Carlos Carnicero Urabayen

La convocatoria no detiene el proceso de salida de la UE pero lo complica más

«Dejemos que el pueblo decida» es el mantra favorito de los políticos que no pueden resolver los problemas. Lo ha dicho Theresa May al anunciar sus planes para celebrar elecciones anticipadas el 8 de junio. Los británicos, menos de un año después de haber votado en referéndum para resolver la compleja cuestión de la pertenencia del Reino Unido a la Unión Europea, vuelven a las urnas. La apelación a las esencias de la democracia esconde el fracaso de la política. Los cantos de sirena del populismo agitan pasiones pero no dan resultados.

Las excusas de May para dar marcha atrás –dijo antes que no convocaría a los británicos hasta la fecha prevista, 2020– son insostenibles. Asegura que la división de la política británica amenaza sus planes para llevar el 'brexi't a buen puerto. Pero, ¿qué esperaba? ¿Un silencio cómplice del 48% de los británicos que votaron contra la ruptura y que ahora ven alarmados cómo únicamente piensa en la ajustada mayoría que decidió la separación con Europa?

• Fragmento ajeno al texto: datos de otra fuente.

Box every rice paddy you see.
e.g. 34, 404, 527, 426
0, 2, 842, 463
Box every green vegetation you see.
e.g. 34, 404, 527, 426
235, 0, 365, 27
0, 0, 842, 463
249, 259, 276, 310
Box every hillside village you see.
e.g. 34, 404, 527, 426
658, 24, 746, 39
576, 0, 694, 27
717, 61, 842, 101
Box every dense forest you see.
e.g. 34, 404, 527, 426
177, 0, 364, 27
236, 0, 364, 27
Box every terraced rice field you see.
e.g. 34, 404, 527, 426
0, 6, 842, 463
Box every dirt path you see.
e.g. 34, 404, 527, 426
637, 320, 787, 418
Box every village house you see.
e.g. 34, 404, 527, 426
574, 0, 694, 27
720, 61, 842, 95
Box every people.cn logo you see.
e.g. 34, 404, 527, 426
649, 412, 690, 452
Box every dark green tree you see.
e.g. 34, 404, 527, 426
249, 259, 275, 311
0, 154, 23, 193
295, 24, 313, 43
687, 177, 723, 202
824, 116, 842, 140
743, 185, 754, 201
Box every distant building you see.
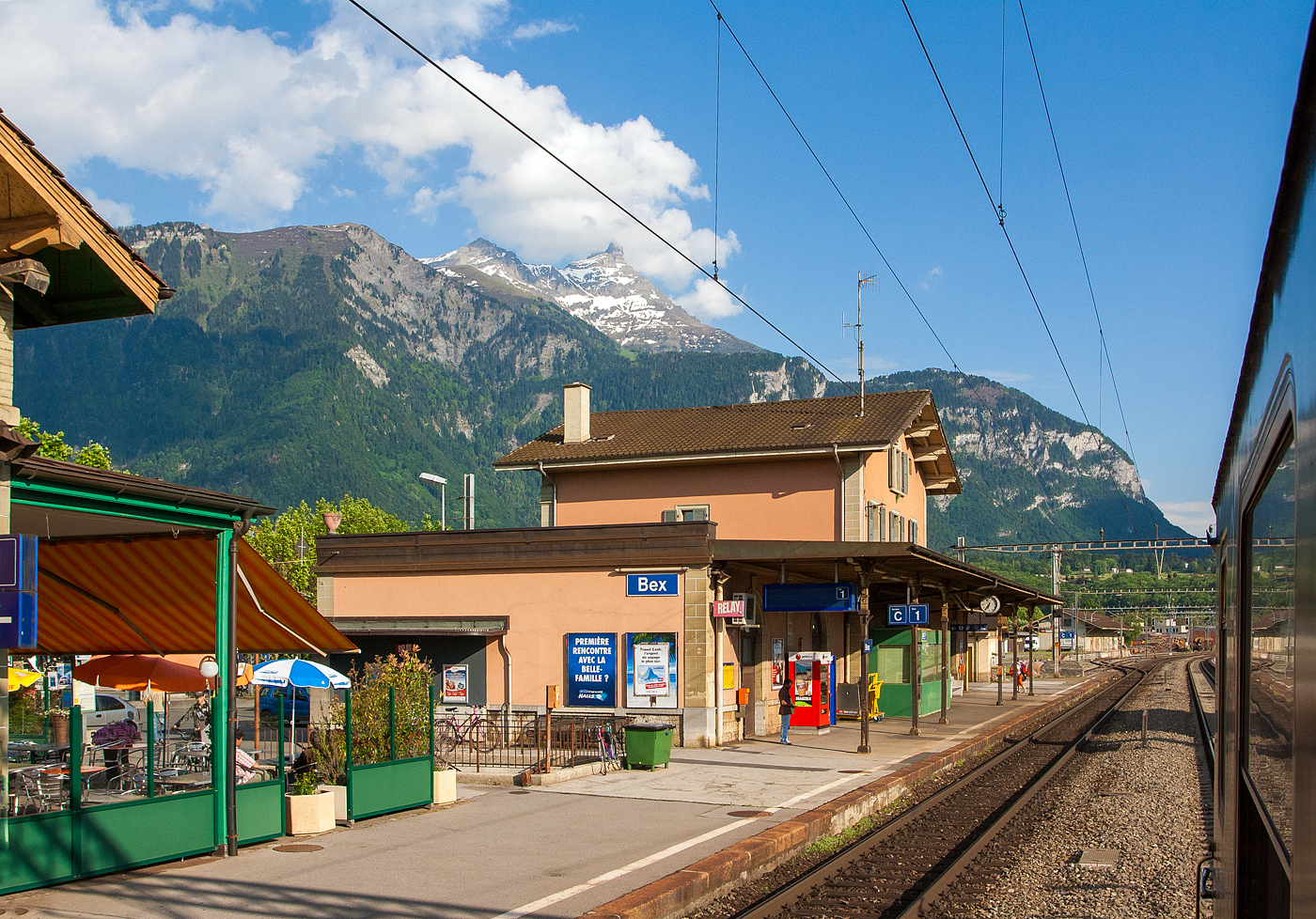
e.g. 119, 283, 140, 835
316, 384, 1060, 745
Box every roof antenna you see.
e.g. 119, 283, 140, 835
841, 271, 878, 418
713, 10, 726, 284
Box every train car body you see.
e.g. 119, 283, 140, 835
1212, 8, 1316, 919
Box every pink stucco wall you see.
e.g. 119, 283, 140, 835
863, 437, 928, 546
552, 446, 928, 544
553, 457, 842, 540
335, 569, 685, 705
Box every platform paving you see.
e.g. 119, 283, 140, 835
0, 667, 1089, 919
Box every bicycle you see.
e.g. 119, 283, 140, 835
434, 706, 497, 761
596, 724, 621, 775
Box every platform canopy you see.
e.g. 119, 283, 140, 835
39, 535, 355, 655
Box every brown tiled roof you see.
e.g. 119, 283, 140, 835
494, 389, 932, 467
0, 109, 174, 329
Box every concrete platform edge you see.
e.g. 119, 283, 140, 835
580, 672, 1116, 919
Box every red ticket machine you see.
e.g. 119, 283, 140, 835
791, 651, 836, 734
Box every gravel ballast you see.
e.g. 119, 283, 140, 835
933, 660, 1211, 919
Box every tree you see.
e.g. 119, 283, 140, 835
16, 418, 113, 469
246, 494, 409, 605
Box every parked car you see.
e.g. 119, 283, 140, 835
260, 686, 310, 727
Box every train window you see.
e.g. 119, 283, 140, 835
1244, 437, 1297, 854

ESCOCIA E IRLANDA DEL NORTE

Theresa May podría haber apostado por el famoso pragmatismo británico: salida de la UE manteniendo una relación estrecha con Bruselas. Ello permitiría poner en marcha lo decidido por la mayoría sin olvidar a la gran minoría. Y evitaría graves problemas: un nuevo referéndum en Escocia y poner en riesgo la paz en Irlanda del Norte ante la posibilidad de volver a instalar una frontera dura. Por no mencionar los problemas económicos derivados de un divorcio no amistoso con la UE. 

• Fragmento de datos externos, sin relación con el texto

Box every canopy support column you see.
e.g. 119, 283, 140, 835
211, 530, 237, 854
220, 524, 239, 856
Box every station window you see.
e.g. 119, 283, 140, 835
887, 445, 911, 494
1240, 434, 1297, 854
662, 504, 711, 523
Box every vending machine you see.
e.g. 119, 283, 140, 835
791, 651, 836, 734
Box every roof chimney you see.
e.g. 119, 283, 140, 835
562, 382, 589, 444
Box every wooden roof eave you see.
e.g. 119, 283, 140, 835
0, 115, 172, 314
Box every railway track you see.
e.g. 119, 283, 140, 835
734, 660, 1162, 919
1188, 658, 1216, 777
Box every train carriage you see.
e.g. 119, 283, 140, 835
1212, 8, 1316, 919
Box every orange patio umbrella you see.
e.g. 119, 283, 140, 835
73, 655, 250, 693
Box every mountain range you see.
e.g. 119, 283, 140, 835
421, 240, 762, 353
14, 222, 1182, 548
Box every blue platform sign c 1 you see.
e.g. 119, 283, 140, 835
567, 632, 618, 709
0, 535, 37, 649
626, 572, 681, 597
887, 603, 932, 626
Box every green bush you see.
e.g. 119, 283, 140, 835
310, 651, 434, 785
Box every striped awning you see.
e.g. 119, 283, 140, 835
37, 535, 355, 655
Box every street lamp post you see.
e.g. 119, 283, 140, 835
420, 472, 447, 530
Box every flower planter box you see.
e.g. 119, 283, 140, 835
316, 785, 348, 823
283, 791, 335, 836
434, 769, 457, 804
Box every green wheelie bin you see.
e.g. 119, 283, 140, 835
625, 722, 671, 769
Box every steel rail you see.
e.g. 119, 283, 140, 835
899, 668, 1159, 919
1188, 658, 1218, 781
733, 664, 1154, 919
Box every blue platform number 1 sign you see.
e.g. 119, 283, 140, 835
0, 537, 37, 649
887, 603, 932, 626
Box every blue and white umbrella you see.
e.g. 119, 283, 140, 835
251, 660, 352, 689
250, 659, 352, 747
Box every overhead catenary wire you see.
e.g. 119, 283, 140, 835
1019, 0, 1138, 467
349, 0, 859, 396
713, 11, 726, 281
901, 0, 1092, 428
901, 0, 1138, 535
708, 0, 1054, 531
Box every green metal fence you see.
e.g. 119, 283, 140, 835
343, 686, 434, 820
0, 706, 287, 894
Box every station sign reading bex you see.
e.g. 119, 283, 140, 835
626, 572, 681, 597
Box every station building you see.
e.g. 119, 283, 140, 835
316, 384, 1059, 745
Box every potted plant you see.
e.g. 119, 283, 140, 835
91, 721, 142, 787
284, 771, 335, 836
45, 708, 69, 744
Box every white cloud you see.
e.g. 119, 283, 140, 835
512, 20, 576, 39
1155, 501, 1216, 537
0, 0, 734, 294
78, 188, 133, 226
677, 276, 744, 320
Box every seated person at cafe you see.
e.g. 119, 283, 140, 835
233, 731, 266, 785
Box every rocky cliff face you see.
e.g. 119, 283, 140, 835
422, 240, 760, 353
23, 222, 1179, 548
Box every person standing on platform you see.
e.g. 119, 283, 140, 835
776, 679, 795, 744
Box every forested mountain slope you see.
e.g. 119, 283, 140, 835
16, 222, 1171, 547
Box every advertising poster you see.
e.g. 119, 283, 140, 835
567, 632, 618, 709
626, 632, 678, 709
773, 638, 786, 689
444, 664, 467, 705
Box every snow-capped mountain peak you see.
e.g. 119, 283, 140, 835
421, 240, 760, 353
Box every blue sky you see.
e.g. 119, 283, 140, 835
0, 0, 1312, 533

May quiere que los electores den luz verde a su alocado plan de 'brexit duro'. En realidad, es una forma de evadir su responsabilidad dada la situación en la que se encuentran sus adversarios. La oposición es un páramo. El laborismo está a casi veinte puntos en las encuestas, capitaneados por Jeremy Corbyn, veterano euroescéptico al que casi nadie imagina como primer ministro. El UKIP está en medio de batallas internas. La esperanza del europeísmo la representan los liberales, la única fuerza desacomplejadamente europeísta y alarmada con los planes de la primera ministra.

CRONÓMETRO EN MARCHA

El momento de la convocatoria no podría ser peor para el proceso de salida de la Unión. El 29 de marzo May envió la carta oficial al presidente del Consejo Europeo notificando la decisión y poniendo en marcha el 'cronómetro del brexit', con dos años para negociar las condiciones de salida. La campaña electoral no interrumpe el reloj y solo complica más las cosas ya que el tiempo para negociar multitud de asuntos –sobre los que no hay un precedente– es ya de por sí escaso. La maniobra de May pretende fortalecerla al frente del Gobierno a costa de los intereses de su país.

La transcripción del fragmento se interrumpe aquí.